A Juan Pablo, cuando era niño…
Hago una pausa que ha acompañado mi discurso en los últimos meses; debo reconocerlo, crecientemente disidente de la gestión en general de la actual administración federal de México, comenzando claro está, por la que le ha dado a su aviación civil para abordar un tema que no me parece menor: los niños del mundo.
Justo este día 30 de abril en el que se les celebra, me convoca la madre de “Toñito” a esparcir sus cenizas en el bosque hidalguense, luego de que han pasado 15 años de que nos regaló una visita a la tierra, de apenas dos días de duración, solo para regresar a ese asteroide universal del que provino y en el que con toda seguridad de resguardó.
¿Será que mi hijo decidió mejor huir de una humanidad capaz de hacer con los niños lo que les están haciendo, por ejemplo, en la Franja de Gaza, Sudán y por doquier? ¡Híjole! A estas alturas de la vida ya no puedo descartar nada.
Lo cierto es que, contrario a lo que esos familiares y amigos “maduros” para los cuales una vida tan breve, como la que tuvo mi pequeño tulancingüense, no merece inclusive ni el recuerdo y no debo lamentar su prematura muerte ¡así de insensible puede ser la gente, aun la que uno cree la más cercana!, esos días de mayo de 2009 en los que valientemente luchó para salir adelante de su padecimiento, marcaron la vida de su madre y claro está, la mía.
Luis Antonio se llamaba el Principito; Luis por varias razones, entre ellas que yo nací un día de San Luis, término que invariablemente relaciono con mi eterno e imperfecto héroe: Charles Lindbergh y su avión “Espíritu de San Luis”, y debo reconocer con queridos amigos con tal apelativo, caso del famoso aeroportuario doctor Luis Antonio Aragón, quien desgraciadamente también sabe lo que es dejar partir un recién nacido. Además, siendo nieto de un Antonio e hijo de una Antonia y conocido quien firma esta columna en la familia como Toño, el Antonio era un nombre natural para mi segundo hijo varón.
Unos días después de que las cenizas de “Toñito” se fusionen con la naturaleza, tal y como siento debimos haber hecho desde hace años, vendrá el cumpleaños de otro de mis hijos, actualmente casi tan alejado de mí como el tocayito. Y es que nadie nos enseña a ser padres y por ende aprendemos a golpes, muchos de ellos verdaderas tundas.

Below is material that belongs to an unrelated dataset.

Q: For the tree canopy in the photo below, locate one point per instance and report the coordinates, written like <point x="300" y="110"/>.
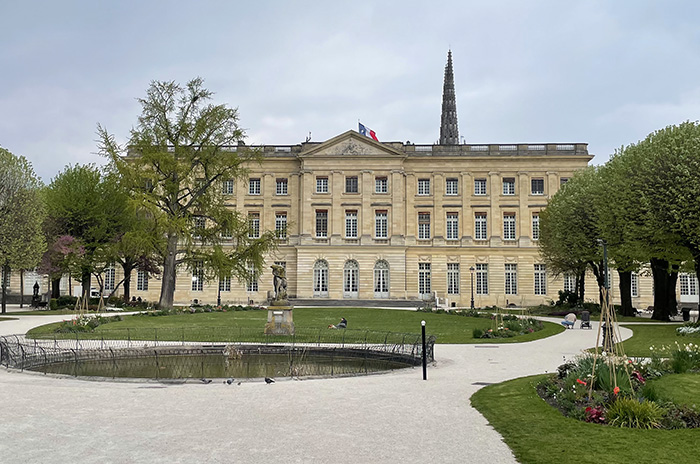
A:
<point x="180" y="152"/>
<point x="21" y="216"/>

Calculo que la mitad de mis amigos varones están alejados en mayor o menor medida de alguno de sus hijos, algo que le confieso estimado lector, simple y sencillamente no logro entender.
¿Qué es lo que tiene que ocurrir para que un padre o madre y un hijo o hija tengan que poner geografías, tiempo e incomunicación entre ellos?

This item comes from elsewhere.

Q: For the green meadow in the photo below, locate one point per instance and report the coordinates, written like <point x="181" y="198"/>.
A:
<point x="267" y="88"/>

Sobra decir que una parte importante de esta poco aeronáutica entrega lleva un mensaje de solidaridad para esos queridos cercanos o extraños a los que veo con enorme empatía debido a que ahora comprendo lo que se siente no ser digno, ya no tanto de una visita, sino de una llamada o de un mensaje procedente de alguna descendencia.
Afortunadamente en este Día del Niño, haya pasado lo que haya pasado con Toñito o con cualquier otro de mis hijos, reconozco el hecho es que la vida me regaló, apenas hace 13 años un maravilloso y cada día más avionero retoño con el que me queda claro no debo tardar en hablar también de la triste realidad de los niños, que por las tensiones geopolíticas en las que el arma aérea suele ser gran protagonista y la irresponsabilidad de sus gobernantes están muriendo de hambre, no tienen techo, o como en el caso de los palestinos, les están masacrando.
Y no estimado lector: ¡no encuentro justificación alguna que otorgarle a Israel por esa matanza!
¡Así de inhumanos realmente somos los que nos decimos “seres humanos”!